Parmi les accusés qui se trouveront physiquement dans la salle d'audience de Paris, Ali Riza Polat, 35 ans, de nationalité française d'origine turque, est le plus connu. Les enquêteurs disent qu'il était le plus proche de Coulibaly et un lien clé avec les autres membres de l'attaque.

Polat est soupçonné d'avoir joué un rôle central dans la préparation des attentats, notamment en contribuant à amasser l'arsenal utilisé par les trois auteurs. À la suite des attentats de janvier 2015, il a tenté à plusieurs reprises de s'échapper de France vers la Syrie, mais est détenu depuis mars 2015.

Un autre prévenu, Willy Prévost, a admis avoir servi Coulibaly comme intermédiaire pour l'achat du véhicule que l'attaquant avait utilisé pour se rendre au supermarché Hyper Cacher.

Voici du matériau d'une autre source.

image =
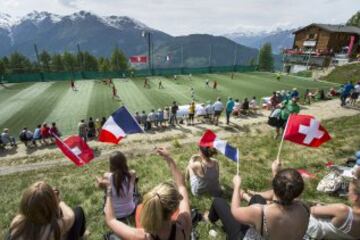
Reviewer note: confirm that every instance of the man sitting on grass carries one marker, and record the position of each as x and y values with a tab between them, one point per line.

Pendant ce temps, le seul suspect non détenu est Christophe Raumel, qui aurait accompagné Prévost lors de voyages pour se préparer aux attentats sans connaître la nature du «projet terroriste», selon les juges.

Les autres complices présumés, Nezar Mickaël Pastor Alwatik, Amar Ramdani, Saïd Makhlouf, Mohamed-Amine Fares, Michel Catino, Abdelaziz Abbad, Miguel Martinez et Metin Karasular, sont accusés d'apporter divers degrés de soutien aux frères Kouachi et Coulibaly. Ils risquent des peines de prison, y compris des peines à perpétuité pour complicité dans des accusations de terrorisme.

Les auditions devraient durer jusqu'en novembre et les séances d'ouverture seront l'occasion de rendre hommage aux 17 personnes qui ont perdu la vie dans les attentats terroristes: Frédéric Boisseau, Franck Brinsolaro, Cabu, Elsa Cayat, Charb, Honoré, Bernard Maris, Ahmed Merabet, Mustapha Ourrad, Michel Renaud, Tignous, Wolinski, Clarissa Jean-Philippe, Philippe Braham, Yohan Cohen, Yoav Hattab et François-Michel Saada.